O Moreirense é capaz de ser o projeto tático que mais entusiasma até agora. De orçamento modesto como sempre, com equipa baseada no plantel que subiu de divisão, viu Rui Borges equilibrar uma competente organização defensiva com uma muito interessante criatividade coletiva quando em posse. Mais uma vez, o perfil dos jogadores escolhidos denuncia as (boas) intenções de um técnico. A conclusão é óbvia quando vão a jogo ao mesmo tempo Ofori, Franco, Alanzinho e Camacho: esta equipa vai reivindicar a bola sempre que puder e tem bem claro o que fazer com ela. Claramente merecia (ainda) mais pontos que os que tem.
O Gil Vicente compôs um bom plantel, com soluções de qualidade, em particular no meio-campo, ao ponto de um craque como Fujimoto já ter sido suplente em alguns jogos.

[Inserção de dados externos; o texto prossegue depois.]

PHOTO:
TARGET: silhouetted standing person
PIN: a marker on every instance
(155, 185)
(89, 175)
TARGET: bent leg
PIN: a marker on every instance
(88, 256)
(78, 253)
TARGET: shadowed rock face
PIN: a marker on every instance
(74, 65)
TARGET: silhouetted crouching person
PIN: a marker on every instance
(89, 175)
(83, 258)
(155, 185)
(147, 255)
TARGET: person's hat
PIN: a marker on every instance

Mas surgiu, entretanto, Maxime Dominguez, talvez o jogador mais surpreendente da prova, agressivo sem bola e muito esclarecido com ela: E aparece também Martim Neto a pedir espaço e vê-se que Pedro Tiba está como novo, além de competente na posição 6. A capacidade ofensiva também exibe maior força, desde que Félix Correia se confirma como mais valia evidente – que grande jogo fez no Dragão! – e se revela Depú, jovem ponta de lança angolano, para resolver o problema de um ataque que parecia de pólvora seca.

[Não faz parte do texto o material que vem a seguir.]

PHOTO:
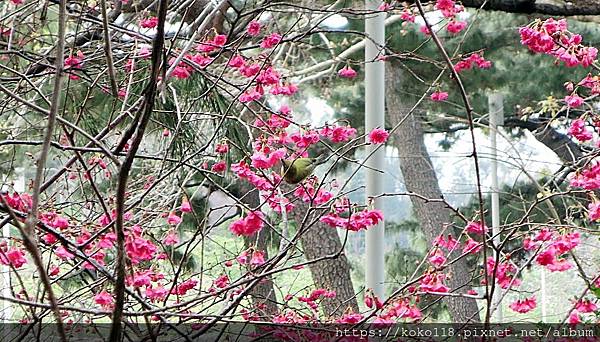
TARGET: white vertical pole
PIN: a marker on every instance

O Farense é outra boa surpresa. Quando parecia na curva descendente da carreira, José Mota agarrou-se ao 1.4.3.3 que sempre foi sua imagem de marca (nos melhores anos no Paços e na época de inesquecível no Leixões), colocou os homens nos lugares certos e constrói o jogar sobre um meio-campo de qualidade indiscutível. Com Falcão como pêndulo e dois interiores de valor firme - Fabrício Isidoro (mais rotativo) e Matheus Oliveira (mais organizador) - a equipa consegue sempre chegar-se à frente. E a esses filhos da arte, ao de Paulo Isidoro e ao de Bebeto, ainda se junta Belloumi, outro descendente de uma lenda, o argelino Lakhdar com o mesmo apelido, embora a lembrar mais uma outra, ainda no ativo, Ryiad Mahrez. Igualmente esquerdino a partir da direita, dificilmente atingirá a dimensão do ex-Manchester City, mas que tem futebol para voos mais altos não duvido. E no ataque não faltam soluções e todas já têm acrescentado qualquer coisa neste arranque de prova: Marco Matias, Rui Costa, Bruno Duarte, Zé Luís, Rafael Barbosa. Houvesse a mesma qualidade na defesa – e não há - e daria como certo um lugar na primeira metade da tabela. Ainda assim, o Farense de Mota deixou rapidamente de estar entre os favoritos à descida e esse mérito já ninguém lhe tira."